Although I spent - from 1988 to 1998 - many months in Bangkok, and explored many parts of the city, the only area that I'm somewhat familiar with is the lower Sukhumvit. Given all the changes that have meanwhile taken place (I was last there in 2007), I'm however not really sure that I would still recognise "my Bangkok".
Recently, I came across two photo books that I thought would refresh my memory: Thailand. Same same but different by Thomas Kalak, and Bangkok by Peter Nitsch. Both were published by Rupa Publishing in Munich.
The photos in Thailand. Same same but different, despite the book title, were, according to the preface, all taken in "Bangkok's streets and backyards" and they do give indeed, as Remo Masala states, "the impression of sculptures and installations". Not all of them, no, but quite some. Thomas Kalak has a good eye for the odd and sometimes bizarre: several big green umbrellas, assisted by a much smaller one in violet and gold, for instance, that cover the entrance of a drugstore against the rain and/or the sun is a wonderful find as is the sign in the shape of a tooth that indicates a dental clinic. And, there are many more. Needless to say, most visitors to Bangkok come across such sights but give them hardly more than a passing look, Thomas Kalak however collected them. Are these shots worth a book? No idea, really, but I thought it an interesting project.
Bangkok by Peter Nitsch is a very different kind of book although the two tomes have one thing in common: both come with an accompanying text by Jochen Müssig that has nothing to do with the photos. To be fair: the last paragraph of Bangkok (the text as a whole provides interesting infos) attempts to link the words to the photos but does it so cliché-ridden ... "he captures brief, unique moments" (well, moments are by definition brief, and they are also by definition unique) ... that I could have easily done without them.
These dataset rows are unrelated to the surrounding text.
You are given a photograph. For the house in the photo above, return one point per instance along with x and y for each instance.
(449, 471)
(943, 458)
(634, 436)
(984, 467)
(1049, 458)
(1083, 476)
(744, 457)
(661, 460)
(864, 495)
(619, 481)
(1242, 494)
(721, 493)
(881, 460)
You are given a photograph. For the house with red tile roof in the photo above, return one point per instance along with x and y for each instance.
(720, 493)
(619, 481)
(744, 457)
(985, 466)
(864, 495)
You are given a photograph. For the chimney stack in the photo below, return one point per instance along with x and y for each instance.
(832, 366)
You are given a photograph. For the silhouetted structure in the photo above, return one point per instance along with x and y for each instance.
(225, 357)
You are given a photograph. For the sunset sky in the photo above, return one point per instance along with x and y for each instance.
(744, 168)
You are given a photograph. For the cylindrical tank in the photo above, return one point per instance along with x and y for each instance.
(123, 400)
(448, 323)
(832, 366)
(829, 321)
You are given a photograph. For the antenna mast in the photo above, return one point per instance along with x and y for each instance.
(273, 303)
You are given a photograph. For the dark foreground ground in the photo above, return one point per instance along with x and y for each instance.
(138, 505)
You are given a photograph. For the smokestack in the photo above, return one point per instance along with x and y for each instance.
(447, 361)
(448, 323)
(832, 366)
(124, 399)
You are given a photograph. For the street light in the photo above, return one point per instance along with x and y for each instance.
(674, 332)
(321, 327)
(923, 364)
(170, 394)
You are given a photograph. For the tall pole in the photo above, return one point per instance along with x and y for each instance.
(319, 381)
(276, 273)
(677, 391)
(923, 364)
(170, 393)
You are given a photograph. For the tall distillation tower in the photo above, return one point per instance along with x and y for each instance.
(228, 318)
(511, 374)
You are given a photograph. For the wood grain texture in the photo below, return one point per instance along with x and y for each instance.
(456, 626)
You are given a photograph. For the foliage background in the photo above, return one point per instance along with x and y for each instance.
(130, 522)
So what about the photos? Some I thought excellent - the woman on her knees handing over food to the monks whose heads are invisible (but why call this shot "Lumphini Park"? A thoroughly superfluous information), the elegantly composed shots of the Marble Temple at Wat Benchamabophit, and of Wat Phra Kaeo, for instance; others were not exactly to my liking - the book cover in particular, a brightly lit skytrain station with even more brightly lit streets below (an over-use of photoshop, it seems) that could be just about anywhere. There were however also some that I would love to put under glass, and into a frame, and hang them on my wall. The shot from Soi Thong Lo that shows a casually dressed young woman going in one direction and an elegantly dressed young woman on the moving stairway above going in the other, or the black and white composition of a building front with a man looking down from one of the upper floors, or the look of the young man on the red bus on Thanon Ratchawithi. Very well captured moments, I'd say.